The Utah Division of Wildlife Resources and Utah Department of Transportation are working to reduce wildlife-vehicle collisions by building wildlife crossing structures on roads across Utah. But because these collisions unfortunately still occur from time to time, the agencies are making it easier for people to provide information about dead animals on Utah roads through the release of a new app: the Utah Roadkill Reporter. The new Utah Roadkill Reporter app is available for free in both the Google Play store and Apple’s App Store. The app will allow people to easily report the location and description of any dead animals they see on or near roads, so those animals can be removed more quickly from highways and freeways by DWR and UDOT employees who have access to the data. Dead animals left on roads can become traffic hazards and can cause additional incidents. The Utah Roadkill Reporter app uses GPS tracking technology to collect high-accuracy data on animal carcasses involved in vehicle collisions.
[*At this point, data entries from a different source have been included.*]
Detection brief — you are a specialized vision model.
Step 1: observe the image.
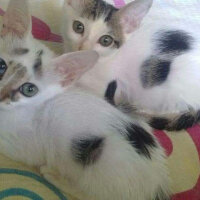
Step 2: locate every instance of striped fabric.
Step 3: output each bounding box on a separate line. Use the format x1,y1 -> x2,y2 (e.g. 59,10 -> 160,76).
0,0 -> 200,200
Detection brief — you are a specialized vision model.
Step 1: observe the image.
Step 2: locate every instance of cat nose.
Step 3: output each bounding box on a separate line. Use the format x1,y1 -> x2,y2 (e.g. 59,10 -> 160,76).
78,45 -> 83,51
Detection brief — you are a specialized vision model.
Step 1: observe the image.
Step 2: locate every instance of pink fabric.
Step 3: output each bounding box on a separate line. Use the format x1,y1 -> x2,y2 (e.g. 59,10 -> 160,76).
114,0 -> 125,8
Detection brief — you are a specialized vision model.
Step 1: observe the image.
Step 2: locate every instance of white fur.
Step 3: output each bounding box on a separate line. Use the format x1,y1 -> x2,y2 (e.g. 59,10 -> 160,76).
0,91 -> 168,200
62,0 -> 200,115
110,0 -> 200,114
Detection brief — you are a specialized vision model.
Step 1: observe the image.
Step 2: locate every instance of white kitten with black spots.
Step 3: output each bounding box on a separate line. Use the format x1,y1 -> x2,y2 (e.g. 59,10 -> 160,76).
64,0 -> 200,130
0,0 -> 169,200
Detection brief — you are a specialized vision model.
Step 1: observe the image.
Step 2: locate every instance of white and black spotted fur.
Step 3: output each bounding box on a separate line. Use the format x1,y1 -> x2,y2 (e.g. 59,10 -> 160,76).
0,0 -> 169,200
62,0 -> 200,130
108,0 -> 200,130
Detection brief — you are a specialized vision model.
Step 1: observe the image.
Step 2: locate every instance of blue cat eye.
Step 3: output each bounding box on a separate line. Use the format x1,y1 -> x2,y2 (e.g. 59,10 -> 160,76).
19,83 -> 39,97
0,58 -> 7,76
73,21 -> 85,34
99,35 -> 114,47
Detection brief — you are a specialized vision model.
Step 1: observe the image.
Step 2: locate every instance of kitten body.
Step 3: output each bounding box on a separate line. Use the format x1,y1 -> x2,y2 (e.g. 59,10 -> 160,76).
62,0 -> 200,130
0,0 -> 169,200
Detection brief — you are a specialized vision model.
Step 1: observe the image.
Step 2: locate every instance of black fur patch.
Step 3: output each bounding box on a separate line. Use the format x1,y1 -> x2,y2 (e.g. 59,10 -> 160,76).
171,113 -> 196,131
149,117 -> 169,130
141,56 -> 171,88
155,188 -> 171,200
13,48 -> 29,56
71,136 -> 104,166
126,124 -> 157,159
157,30 -> 193,54
104,81 -> 117,105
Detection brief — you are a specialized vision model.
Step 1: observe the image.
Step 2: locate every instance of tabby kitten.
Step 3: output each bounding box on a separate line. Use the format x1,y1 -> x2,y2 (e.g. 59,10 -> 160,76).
62,0 -> 150,57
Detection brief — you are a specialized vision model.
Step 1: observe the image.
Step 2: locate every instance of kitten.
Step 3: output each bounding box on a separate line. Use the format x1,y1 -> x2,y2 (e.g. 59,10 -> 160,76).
63,0 -> 200,131
62,0 -> 150,57
0,0 -> 170,200
62,0 -> 151,99
110,0 -> 200,131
The app collects data on reported animal carcasses, animal carcasses that have been picked up and pick up routes being completed by contractors. When someone submits a roadkill report through the app, along with including the species of animal and a GPS location, they may also upload a photo of the animal. UDOT and DWR encourage the public to never use the app while driving, and suggest not getting out of your vehicle when submitting a report, due to safety concerns along busy roads. If a passenger is unable to submit a report, upload the report later using a milemarker near where the animal was spotted. The state agencies also urge the public not to pick up roadkill — trained crews will do that once they receive the report. Along with providing information about potential areas for wildlife crossings, the data collected through the app will also benefit the Utah Wildlife Mitigation Initiative and its efforts to learn more about the annual migration patterns of different animal species in Utah. The Utah Wildlife Migration Initiative is a program that tracks and studies the migration patterns of different wildlife and fish species in the state. Most of the data comes from animals wearing GPS tracking devices or from fish tagged with implanted transmitters. The tracking data benefits wildlife because biologists can identify where the animals spend large portions of time and then make habitat improvements in those areas.

Deer and Elk Most Common

Courtesy Utah Division of Wildlife Resources
Courtesy Utah Division of Wildlife Resources

Deer and elk account for the majority of wildlife-vehicle collisions. This year to date, there have been 4,900 reported deer collisions, 166 reported collisions with elk and 20 reported collisions with moose.